Douze experts indépendants mandatés par le Conseil des droits de l’homme de l’ONU ont appelé mardi à mettre fin aux violences commises par le groupe armé M23 dans l’est de la République démocratique du Congo (RDC) et dénoncent ses exactions sur la population civile. Ils accusent le mouvement rebelle de recourir à des exécutions, des violences sexuelles, des actes de torture et des détentions arbitraires pour asseoir son contrôle sur les territoires occupés.

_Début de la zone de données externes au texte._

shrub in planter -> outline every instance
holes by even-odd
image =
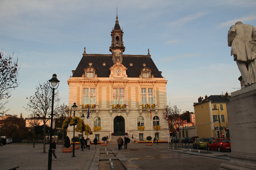
[[[104,141],[104,143],[105,143],[105,141],[108,140],[108,138],[107,138],[106,137],[103,137],[102,138],[101,138],[101,140]]]
[[[152,140],[152,137],[150,136],[148,136],[148,137],[147,137],[146,139],[148,141],[148,142],[149,142],[149,141]]]
[[[71,144],[70,143],[70,139],[68,136],[67,136],[65,139],[65,143],[64,143],[64,147],[65,148],[68,148],[70,147]]]

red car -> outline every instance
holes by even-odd
[[[223,144],[223,150],[229,150],[231,151],[230,146],[230,140],[226,138],[218,138],[213,139],[208,144],[208,150],[218,150],[221,152],[222,149],[221,144]]]

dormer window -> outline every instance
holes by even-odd
[[[142,78],[151,78],[152,70],[147,67],[145,67],[143,69],[140,70],[140,71]]]
[[[93,78],[95,77],[95,72],[97,69],[94,69],[92,67],[88,67],[84,69],[85,77],[86,78]]]
[[[119,37],[118,36],[116,36],[116,45],[119,44]]]

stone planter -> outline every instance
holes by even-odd
[[[72,148],[61,148],[61,151],[64,153],[70,153],[73,151]]]

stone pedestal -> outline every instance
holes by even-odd
[[[256,169],[256,85],[231,96],[227,110],[232,152],[220,169]]]

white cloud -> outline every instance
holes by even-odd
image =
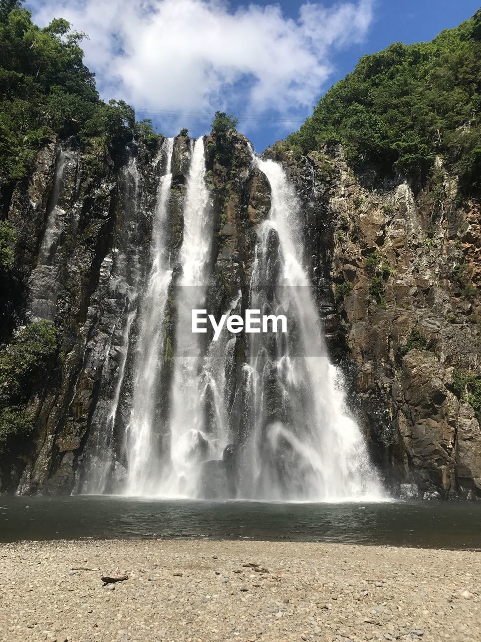
[[[305,114],[333,50],[361,42],[372,18],[371,0],[307,2],[295,21],[275,4],[233,10],[226,0],[36,0],[32,8],[41,25],[63,17],[89,34],[85,62],[103,98],[183,113],[235,105]]]

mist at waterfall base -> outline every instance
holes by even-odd
[[[287,332],[242,336],[224,327],[214,341],[212,333],[192,332],[192,309],[208,307],[214,259],[215,221],[205,141],[190,141],[181,240],[174,258],[173,149],[173,139],[166,139],[158,159],[150,256],[145,276],[131,277],[126,290],[124,285],[126,302],[117,329],[124,346],[120,367],[114,380],[103,382],[112,391],[107,416],[91,438],[75,492],[164,499],[382,500],[366,440],[346,408],[341,374],[327,354],[305,265],[301,207],[285,170],[252,153],[251,171],[264,175],[270,186],[271,210],[254,230],[248,291],[233,291],[220,312],[285,315]],[[125,171],[128,221],[139,217],[141,207],[136,163],[133,155]],[[119,275],[114,287],[121,279]],[[168,324],[174,329],[171,336]],[[123,406],[119,412],[126,395],[128,411]]]

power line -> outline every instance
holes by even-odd
[[[145,109],[142,108],[135,108],[136,113],[138,114],[144,114],[146,116],[157,116],[160,118],[175,118],[178,120],[182,119],[189,119],[189,120],[210,120],[214,117],[212,114],[203,114],[197,112],[190,112],[184,113],[182,112],[174,112],[169,110],[158,109],[158,110],[151,110]],[[296,124],[302,124],[305,122],[305,118],[301,120],[300,119],[294,118],[282,118],[275,116],[265,117],[265,116],[239,116],[239,121],[249,121],[255,123],[296,123]]]

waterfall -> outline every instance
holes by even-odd
[[[171,390],[170,465],[159,487],[167,497],[196,496],[200,464],[210,450],[201,402],[201,334],[191,332],[193,309],[205,306],[212,221],[205,182],[204,139],[194,143],[187,183],[181,274],[176,287],[177,322]]]
[[[126,431],[128,473],[125,492],[130,495],[154,494],[159,475],[155,443],[158,433],[156,410],[160,394],[159,376],[165,347],[162,321],[172,275],[166,227],[173,148],[174,139],[166,139],[164,146],[167,159],[165,173],[160,179],[157,194],[152,229],[151,266],[140,305],[132,408]],[[117,399],[118,402],[118,395]]]
[[[100,268],[103,296],[99,304],[99,324],[94,345],[96,349],[104,347],[100,385],[103,394],[94,412],[92,423],[96,429],[90,437],[85,470],[78,480],[77,490],[84,493],[107,492],[112,485],[116,464],[114,432],[141,289],[139,229],[144,213],[140,204],[137,164],[134,153],[123,169],[122,206],[115,240]],[[76,394],[74,390],[72,401]]]
[[[378,498],[364,439],[346,410],[340,372],[329,361],[303,265],[300,208],[280,164],[254,157],[271,188],[258,230],[250,308],[285,314],[286,334],[251,334],[246,370],[250,429],[239,496],[342,501]]]

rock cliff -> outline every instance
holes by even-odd
[[[244,137],[230,130],[221,153],[215,132],[205,144],[214,221],[208,306],[218,315],[248,290],[270,188]],[[266,153],[283,164],[301,198],[305,261],[329,351],[385,484],[401,496],[481,496],[478,204],[460,200],[441,161],[419,187],[401,176],[378,184],[369,172],[356,175],[340,148],[300,156],[279,143]],[[189,139],[178,137],[165,230],[174,274],[190,155]],[[27,402],[33,431],[3,457],[3,492],[81,490],[90,460],[108,442],[114,476],[122,474],[139,296],[165,162],[160,143],[149,150],[134,141],[115,163],[96,164],[72,139],[45,147],[13,193],[9,315],[17,325],[55,324],[58,347]],[[169,300],[164,390],[176,348],[174,290]],[[234,369],[245,360],[244,343],[236,346]],[[241,408],[233,399],[238,376],[227,386],[232,407]],[[160,396],[160,449],[169,403]],[[246,421],[239,411],[240,442]],[[235,449],[224,453],[225,465]]]

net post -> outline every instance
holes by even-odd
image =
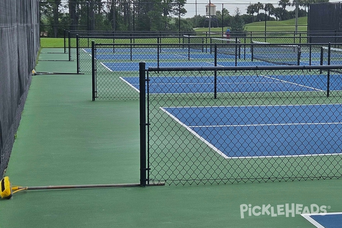
[[[160,45],[159,45],[159,37],[157,38],[158,41],[157,43],[157,66],[159,67],[159,49]]]
[[[319,59],[319,65],[321,66],[323,66],[323,59],[324,57],[323,55],[323,46],[321,46],[321,53],[320,53],[320,57]],[[319,70],[319,73],[322,73],[322,70]]]
[[[207,37],[207,32],[206,32],[206,53],[208,53],[208,46],[207,45],[208,43],[208,39]]]
[[[70,46],[70,32],[68,32],[68,51],[69,52],[69,61],[71,61],[71,47]]]
[[[131,44],[130,45],[130,57],[131,57],[131,61],[132,61],[132,32],[131,33],[131,37],[130,39],[131,41]]]
[[[188,40],[189,41],[188,44],[188,60],[190,60],[190,33],[188,34],[189,37],[188,37]]]
[[[145,75],[146,63],[144,61],[139,62],[139,84],[140,145],[140,186],[146,186],[146,97],[145,86],[146,79]]]
[[[114,23],[115,23],[115,22],[114,22]],[[113,31],[113,53],[115,53],[115,47],[114,46],[114,43],[115,43],[115,39],[114,38],[114,36],[115,36],[115,33],[114,33],[114,31]]]
[[[331,45],[329,42],[328,45],[328,65],[330,65],[330,56],[331,53]]]
[[[237,37],[235,37],[235,66],[237,66]]]
[[[328,45],[328,65],[330,65],[330,55],[331,54],[331,44],[329,42]],[[327,97],[329,97],[329,93],[330,90],[330,70],[328,69],[327,71]]]
[[[159,43],[161,43],[161,37],[159,38]],[[161,53],[161,45],[159,45],[159,51],[160,53]]]
[[[210,44],[209,44],[209,45],[210,45],[210,54],[212,54],[212,52],[211,51],[211,48],[211,48],[211,42],[212,42],[211,38],[210,37],[209,39],[210,39],[209,40],[210,41]]]
[[[309,42],[310,43],[310,45],[309,46],[309,65],[311,65],[311,55],[312,55],[312,45],[311,45],[311,37],[310,36],[309,38]]]
[[[334,42],[335,42],[335,43],[336,43],[337,42],[337,41],[336,40],[336,36],[337,35],[337,31],[336,29],[335,29],[335,41],[334,41]],[[336,44],[334,44],[334,46],[335,46],[335,48],[336,47]]]
[[[91,82],[92,82],[92,100],[94,101],[96,98],[95,91],[95,41],[92,40],[91,41]]]
[[[76,35],[76,68],[77,68],[77,73],[80,73],[80,51],[79,48],[79,36],[78,34]]]
[[[301,52],[300,51],[300,48],[299,46],[297,48],[297,65],[300,65],[300,56]]]
[[[204,38],[202,38],[202,52],[204,52]]]
[[[246,36],[244,38],[244,60],[246,60]]]
[[[66,53],[66,43],[65,41],[66,36],[65,35],[65,29],[63,30],[63,42],[64,43],[64,53]]]
[[[253,61],[253,53],[254,52],[254,46],[253,45],[253,44],[251,43],[251,61],[252,62]]]
[[[215,44],[214,47],[214,63],[215,67],[217,66],[217,45]],[[214,98],[217,98],[217,71],[214,71]]]

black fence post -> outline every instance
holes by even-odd
[[[300,56],[301,52],[300,51],[300,48],[299,46],[297,48],[297,65],[300,65]]]
[[[215,66],[217,66],[217,46],[215,43],[214,46],[214,63]],[[214,71],[214,98],[217,98],[217,71]]]
[[[159,44],[159,37],[157,38],[157,66],[159,67],[159,49],[160,45]]]
[[[179,8],[178,8],[178,10],[179,11],[179,14],[178,15],[178,19],[179,20],[179,24],[178,25],[178,31],[179,32],[179,34],[181,34],[181,3],[179,3]],[[181,43],[181,38],[179,38],[179,42]]]
[[[246,60],[246,37],[245,36],[244,40],[244,60]]]
[[[64,53],[66,53],[66,41],[65,40],[66,36],[65,34],[65,29],[64,29],[63,30],[63,36],[64,37],[63,41],[64,42]]]
[[[309,38],[309,42],[310,43],[311,43],[311,37],[310,36],[310,37]],[[309,46],[309,65],[311,65],[311,59],[312,59],[312,56],[311,56],[312,55],[312,45],[310,45]]]
[[[188,60],[190,60],[190,33],[188,34]]]
[[[223,36],[223,3],[222,3],[222,36]]]
[[[95,41],[93,40],[91,41],[91,81],[92,81],[92,100],[95,100],[96,97],[95,91],[95,71],[96,66],[95,66]]]
[[[237,66],[237,37],[235,37],[235,66]],[[240,58],[239,55],[239,58]]]
[[[71,61],[71,47],[70,46],[70,32],[68,32],[68,51],[69,52],[69,61]]]
[[[323,58],[324,57],[324,55],[323,54],[323,46],[321,46],[321,53],[320,53],[320,58],[319,59],[319,65],[321,66],[323,66]],[[319,70],[319,73],[322,73],[322,70]]]
[[[253,61],[253,53],[254,52],[254,47],[253,44],[251,44],[251,61]]]
[[[265,42],[266,42],[266,21],[267,18],[267,14],[266,13],[266,9],[267,8],[267,4],[265,4]]]
[[[309,24],[310,23],[310,4],[307,4],[307,21],[306,22],[307,23],[307,27],[306,27],[306,31],[310,31],[310,28],[309,26]]]
[[[114,38],[115,37],[115,34],[114,32],[114,31],[113,31],[113,53],[115,53],[115,48],[114,47],[114,44],[115,43],[115,39]]]
[[[77,72],[80,73],[80,39],[78,34],[76,35],[76,62]]]
[[[140,186],[146,186],[146,97],[145,85],[146,63],[139,62],[139,106],[140,107]]]
[[[130,40],[131,44],[130,45],[130,51],[131,52],[131,61],[132,61],[132,32],[131,33],[130,39],[131,39]]]
[[[331,44],[330,42],[328,45],[328,65],[330,65],[330,55],[331,54]],[[330,90],[330,70],[328,69],[327,80],[327,97],[329,97]]]

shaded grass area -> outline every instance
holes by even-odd
[[[292,19],[282,21],[269,21],[266,22],[266,25],[286,25],[279,27],[272,26],[268,27],[267,28],[268,31],[291,31],[293,32],[295,30],[295,19]],[[307,17],[303,17],[298,18],[298,25],[306,25],[307,22]],[[265,31],[265,22],[253,22],[245,25],[245,28],[247,31]],[[229,27],[224,27],[223,31],[225,31]],[[299,26],[299,31],[305,31],[307,30],[305,26]],[[199,28],[195,31],[198,32],[208,31],[209,31],[208,28]],[[222,31],[222,28],[212,28],[211,31],[213,32]],[[83,40],[81,40],[80,45],[82,47],[88,47],[91,46],[91,41],[94,39],[84,39]],[[71,42],[75,44],[76,46],[76,41],[75,39],[71,39]],[[101,39],[95,40],[96,43],[112,43],[112,39]],[[168,40],[168,43],[177,43],[179,42],[177,39],[170,39]],[[156,43],[156,39],[135,39],[135,43]],[[130,42],[130,39],[116,39],[115,42],[117,43],[128,43]],[[62,48],[64,46],[64,39],[63,38],[40,38],[40,45],[42,48]]]
[[[298,18],[298,24],[299,25],[306,26],[307,25],[307,17],[302,17]],[[295,19],[294,18],[280,21],[267,21],[266,22],[266,30],[267,31],[286,31],[293,32],[295,30]],[[247,31],[265,31],[265,21],[253,22],[245,25],[245,28]],[[304,31],[307,30],[306,26],[299,26],[298,31]],[[227,28],[230,28],[230,27],[224,27],[223,31],[225,31]],[[196,29],[196,31],[208,31],[208,28],[199,28]],[[222,31],[222,28],[211,28],[210,31]]]
[[[76,68],[66,63],[40,62],[37,69]],[[91,101],[91,78],[34,76],[6,173],[13,185],[139,182],[138,102]],[[341,185],[329,180],[21,192],[2,201],[0,219],[4,227],[310,228],[299,215],[242,219],[240,205],[315,203],[341,211]]]

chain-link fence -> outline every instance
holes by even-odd
[[[185,41],[191,38],[186,37]],[[196,42],[198,39],[196,38]],[[80,72],[94,73],[93,99],[137,99],[139,97],[139,91],[127,82],[127,78],[136,76],[136,63],[141,61],[145,61],[146,66],[150,67],[319,66],[342,63],[338,49],[331,47],[332,45],[342,44],[245,44],[236,39],[225,42],[220,44],[193,43],[190,41],[181,44],[102,44],[94,42],[92,50],[79,49],[78,66]],[[322,50],[326,49],[334,53],[322,54]],[[331,63],[325,60],[329,56],[332,56]]]
[[[0,178],[7,166],[39,49],[38,1],[0,7]],[[2,188],[3,189],[3,188]]]
[[[64,29],[189,31],[206,28],[215,32],[227,28],[255,31],[256,26],[263,31],[308,30],[309,4],[298,4],[296,11],[296,5],[292,3],[212,3],[41,1],[41,36],[62,37]],[[295,20],[277,23],[295,18],[296,12],[297,27]],[[261,22],[250,24],[255,22]]]
[[[148,184],[341,177],[341,66],[140,64],[123,79],[140,92]]]

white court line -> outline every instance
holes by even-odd
[[[189,126],[189,128],[209,128],[210,127],[239,127],[239,126],[283,126],[286,125],[319,125],[323,124],[342,124],[342,122],[336,123],[265,123],[257,124],[235,124],[233,125],[208,125],[203,126]]]
[[[261,76],[263,76],[263,77],[265,77],[265,78],[271,78],[271,79],[274,79],[274,80],[279,80],[279,81],[280,81],[283,82],[286,82],[287,83],[289,83],[290,84],[293,84],[294,85],[299,85],[299,86],[302,86],[303,87],[305,87],[306,88],[308,88],[309,89],[312,89],[315,90],[317,90],[317,91],[323,91],[323,90],[320,90],[319,89],[316,89],[316,88],[314,88],[313,87],[310,87],[310,86],[306,86],[306,85],[301,85],[300,84],[297,84],[297,83],[294,83],[293,82],[290,82],[288,81],[284,81],[284,80],[281,80],[280,79],[278,79],[277,78],[272,78],[272,77],[269,77],[269,76],[266,76],[266,75],[260,75]]]
[[[279,105],[278,106],[281,106],[281,105]],[[219,106],[216,106],[219,107]],[[223,106],[225,107],[225,106]],[[314,156],[324,156],[325,155],[338,155],[341,154],[342,154],[342,153],[324,153],[324,154],[309,154],[309,155],[277,155],[277,156],[246,156],[246,157],[229,157],[227,156],[224,153],[223,153],[222,151],[220,150],[219,149],[210,143],[208,141],[206,140],[204,138],[200,136],[198,134],[197,134],[196,132],[194,131],[193,129],[191,129],[190,128],[193,127],[189,126],[187,125],[182,122],[178,118],[176,117],[175,116],[171,114],[171,113],[166,111],[165,109],[165,108],[183,108],[185,107],[159,107],[159,108],[161,109],[162,111],[164,111],[165,113],[169,115],[171,118],[173,119],[175,121],[177,122],[178,123],[182,126],[185,127],[187,130],[188,131],[190,132],[190,133],[193,134],[194,135],[196,136],[196,137],[199,139],[201,141],[204,142],[206,144],[208,145],[210,149],[212,149],[215,152],[218,153],[220,155],[222,156],[225,159],[241,159],[241,158],[285,158],[285,157],[312,157]]]
[[[109,68],[108,68],[108,67],[107,67],[107,66],[106,66],[106,65],[104,65],[104,64],[103,64],[103,63],[101,63],[101,62],[100,62],[100,64],[101,64],[101,65],[102,65],[102,66],[104,66],[104,67],[105,67],[107,69],[108,69],[108,70],[109,70],[109,71],[111,71],[111,72],[113,72],[113,70],[111,70],[111,69],[110,69]]]
[[[193,131],[192,129],[190,128],[188,126],[186,125],[185,124],[182,123],[181,121],[179,120],[176,117],[174,116],[171,113],[166,111],[164,108],[162,107],[159,107],[159,108],[161,109],[162,111],[165,112],[169,116],[171,117],[171,118],[177,122],[178,123],[181,125],[183,126],[183,127],[185,128],[188,131],[190,132],[190,133],[192,134],[193,135],[196,136],[196,137],[198,138],[201,141],[204,142],[206,144],[207,144],[208,147],[209,147],[210,149],[214,150],[215,152],[218,153],[220,155],[222,156],[225,158],[229,158],[228,157],[223,153],[221,151],[215,147],[213,145],[211,144],[209,142],[206,140],[204,138],[201,137],[195,131]]]
[[[125,78],[126,77],[125,77]],[[267,84],[271,83],[284,83],[281,82],[226,82],[226,83],[216,83],[216,84],[225,85],[226,84],[258,84],[259,83]],[[208,82],[208,83],[149,83],[150,85],[211,85],[214,84],[212,82]],[[132,85],[139,85],[138,83],[133,84]]]
[[[167,107],[168,108],[216,108],[216,107],[267,107],[269,106],[272,107],[275,107],[275,106],[308,106],[309,105],[311,106],[315,106],[315,105],[342,105],[342,103],[338,103],[338,104],[304,104],[302,105],[232,105],[232,106],[196,106],[196,107],[194,107],[193,106],[173,106],[173,107]]]
[[[211,63],[210,62],[205,62],[205,63],[210,63],[210,64],[212,64],[213,65],[215,65],[215,63]],[[217,66],[219,66],[219,67],[224,67],[224,66],[222,66],[222,65],[220,65],[220,64],[218,64],[217,63],[216,64],[216,65],[217,65]]]
[[[316,222],[316,220],[310,217],[311,215],[320,215],[321,216],[324,216],[325,215],[340,215],[342,214],[342,212],[330,212],[330,213],[325,213],[324,214],[320,213],[316,214],[302,214],[301,215],[302,216],[307,220],[310,222],[311,224],[316,226],[317,228],[326,228],[320,224]]]
[[[133,89],[134,89],[134,90],[136,90],[137,91],[137,92],[138,93],[140,93],[140,91],[139,90],[138,90],[133,85],[139,85],[139,84],[131,84],[129,82],[128,82],[126,80],[125,80],[123,78],[122,78],[122,77],[119,77],[119,78],[120,78],[121,80],[122,80],[122,81],[124,81],[125,82],[126,82],[130,86],[131,86],[131,87],[132,87],[132,88],[133,88]]]

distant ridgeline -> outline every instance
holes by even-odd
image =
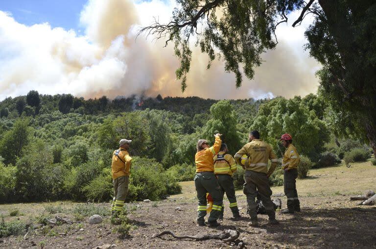
[[[338,157],[366,160],[371,153],[359,135],[361,131],[346,133],[349,120],[341,125],[341,116],[335,114],[313,94],[257,101],[160,95],[86,100],[31,91],[0,102],[0,203],[108,201],[112,153],[124,138],[133,140],[130,201],[179,193],[178,181],[193,178],[197,140],[212,144],[218,131],[232,154],[257,129],[279,155],[284,151],[279,138],[288,132],[299,154],[306,156],[302,162],[307,171],[332,165]],[[337,141],[341,132],[344,140]],[[349,138],[351,134],[356,139]],[[238,187],[243,183],[242,172],[234,175]],[[282,184],[281,174],[275,171],[270,183]]]
[[[110,100],[106,96],[85,100],[70,94],[44,95],[31,91],[26,96],[9,97],[0,102],[0,117],[11,119],[23,116],[35,117],[39,114],[57,110],[63,114],[69,113],[108,114],[146,108],[165,110],[194,116],[196,114],[208,112],[210,107],[218,101],[197,97],[163,98],[160,95],[156,98],[132,95],[129,97],[118,96],[114,100]],[[250,99],[231,100],[231,102],[233,104],[245,103],[253,104],[255,101]]]

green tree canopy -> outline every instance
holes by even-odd
[[[250,129],[258,130],[261,139],[270,144],[279,155],[284,152],[281,136],[289,133],[299,153],[315,161],[324,151],[330,134],[324,122],[309,110],[300,97],[279,98],[262,105]]]
[[[24,147],[29,141],[31,127],[27,119],[19,119],[11,129],[6,131],[0,140],[0,155],[6,164],[15,165],[17,158],[21,157]]]
[[[318,76],[320,89],[336,112],[355,114],[376,155],[376,2],[374,0],[177,0],[178,7],[167,24],[157,21],[142,29],[157,39],[174,44],[180,60],[176,76],[187,87],[186,75],[192,58],[190,39],[208,54],[210,67],[217,54],[225,69],[236,76],[240,86],[244,74],[253,78],[261,54],[277,43],[275,30],[287,22],[293,11],[314,21],[306,32],[306,48],[323,66]]]
[[[38,91],[32,90],[26,96],[26,102],[31,107],[38,107],[41,102],[39,94]]]
[[[225,143],[231,154],[239,149],[240,141],[236,130],[236,120],[234,109],[229,100],[220,100],[210,108],[211,117],[203,129],[205,138],[214,142],[214,134],[219,132],[223,143]]]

Dans un communiqué, les experts dénoncent un climat de « terreur » imposé aux populations civiles dans les provinces du Nord-Kivu et du Sud-Kivu, où les affrontements entre l’armée congolaise et le M23 se poursuivent depuis plusieurs mois. Ils affirment que les viols, les viols collectifs, les assassinats de civils et les violences d’une extrême brutalité constituent des pratiques récurrentes attribuées au groupe armé.

Parmi les signataires figurent notamment Alice Jill Edwards, rapporteuse spéciale sur la torture, et Matthew Gillett, président du Groupe de travail sur la détention arbitraire. Tout en reconnaissant que ces crimes ne sont pas exclusivement imputables au M23, ils estiment que l’ampleur des abus recensés est particulièrement alarmante.

Selon ces experts, le M23, qu’ils affirment être soutenu par le Rwanda, a instauré une administration de fait dans les zones sous son contrôle. Arrestations arbitraires, torture – y compris à caractère sexuel –, travail forcé et recrutement contraint y seraient utilisés comme instruments de domination de la population. Des cas d’enlèvements, d’incendies criminels et d’extorsion ont également été signalés.

Les personnes arrêtées seraient détenues dans des centres de détention non officiels, décrits comme surpeuplés et insalubres, où l’accès à la nourriture, à l’eau et aux soins médicaux serait fortement limité. Les détenus seraient soumis à des passages à tabac répétés et plusieurs décès auraient été enregistrés en détention. Les experts évoquent également des demandes de rançon adressées aux familles en échange de la libération des prisonniers.

Face à cette situation, ils appellent la communauté internationale à agir rapidement afin de protéger les populations civiles et réclament l’ouverture d’enquêtes indépendantes pour que les auteurs de ces violations répondent de leurs actes. Ils précisent avoir transmis leurs préoccupations au gouvernement rwandais.

Le 9 juillet dernier, le Haut-Commissaire des Nations unies aux droits de l’homme, Volker Türk, avait déjà exhorté à une cessation immédiate des combats. Il avait demandé au Rwanda de mettre fin à son soutien présumé au M23 et de retirer ses troupes de la RDC, tout en appelant les autorités congolaises à désarmer et rapatrier les combattants des Forces démocratiques de libération du Rwanda (FDLR).